In den darauffolgenden vier Jahren setzte Syriza einen noch brutaleren Sparkurs als ihre Vorgängerregierungen unter den Sozialdemokraten und der ND durch. 2018 führte Syriza selbst ein arbeiterfeindliches Gesetz ein, das vorsah, dass ein Streik erst mit der Zustimmung von mindestens 50 Prozent der Gewerkschaftsmitglieder beschlossen werden konnte – nicht mehr mit einem Drittel.

Während der Sparpolitik haben die internationalen bürgerlichen Medien chauvinistische Hetze gegen die angeblich „faulen Griechen“ verbreitet – auch wenn das Handelsblatt jetzt zugibt, diese „Mär“ habe noch nie gestimmt. Hinter der Kampagne stand die Absicht, die von den europäischen Arbeitern erkämpften Errungenschaften der vergangenen Jahrzehnte wieder zunichte zu machen. Die Sparprogramme, die Griechenland auferlegt wurden, dienten als Präzedenzfall für eine Umstrukturierung der Arbeitsbeziehungen in ganz Europa.

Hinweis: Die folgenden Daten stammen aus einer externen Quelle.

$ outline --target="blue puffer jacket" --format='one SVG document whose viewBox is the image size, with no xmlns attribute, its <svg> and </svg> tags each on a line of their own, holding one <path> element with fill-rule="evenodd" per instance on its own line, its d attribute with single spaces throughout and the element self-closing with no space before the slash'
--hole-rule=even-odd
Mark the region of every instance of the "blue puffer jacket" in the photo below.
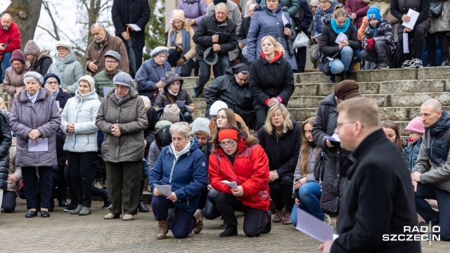
<svg viewBox="0 0 450 253">
<path fill-rule="evenodd" d="M 247 35 L 248 49 L 247 56 L 249 63 L 252 63 L 257 58 L 259 57 L 261 52 L 261 40 L 264 36 L 270 35 L 276 39 L 285 52 L 285 59 L 289 63 L 292 70 L 297 70 L 297 62 L 295 56 L 290 56 L 286 44 L 286 37 L 284 35 L 284 25 L 283 25 L 283 18 L 292 25 L 292 20 L 288 13 L 288 8 L 281 7 L 279 5 L 272 12 L 267 8 L 264 4 L 263 6 L 255 7 L 255 13 L 250 22 L 250 27 Z M 290 29 L 292 33 L 292 38 L 295 38 L 295 27 Z"/>
<path fill-rule="evenodd" d="M 405 153 L 405 162 L 409 169 L 409 173 L 413 170 L 413 168 L 417 162 L 417 157 L 419 155 L 419 151 L 420 151 L 420 146 L 422 145 L 422 137 L 418 140 L 411 143 L 406 148 L 406 153 Z"/>
<path fill-rule="evenodd" d="M 206 188 L 207 160 L 196 138 L 191 137 L 187 145 L 190 145 L 189 151 L 178 159 L 174 155 L 172 144 L 164 148 L 150 172 L 148 183 L 152 191 L 155 184 L 170 185 L 176 195 L 175 206 L 194 213 L 200 193 Z"/>
<path fill-rule="evenodd" d="M 326 11 L 322 11 L 321 8 L 317 8 L 314 17 L 314 27 L 312 30 L 312 36 L 316 36 L 322 32 L 322 27 L 323 27 L 323 21 L 322 21 L 322 18 L 323 18 L 326 14 L 332 15 L 333 13 L 335 12 L 334 9 L 337 5 L 342 4 L 335 1 L 331 4 L 331 6 L 330 6 L 330 8 Z"/>
</svg>

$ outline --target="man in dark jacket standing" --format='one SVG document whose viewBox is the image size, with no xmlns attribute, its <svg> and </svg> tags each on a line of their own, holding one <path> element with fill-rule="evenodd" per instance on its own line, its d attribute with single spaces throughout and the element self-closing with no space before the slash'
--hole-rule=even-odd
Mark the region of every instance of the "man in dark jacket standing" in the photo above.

Die Kriegsentwicklung hat diesen Kurs noch verstärkt. Die herrschende Klasse in ganz Europa will die „Friedensdividende“ beenden und die Wirtschaft auf Krieg umstellen. Griechenland, ein wichtiges Nato-Mitglied, gibt bereits 3,76 Prozent des BIP für das Militär aus. Diese hohe Summe wird noch steigen, da sich die Nato auf eine direkte Konfrontation mit Russland, dem Iran und China vorbereitet.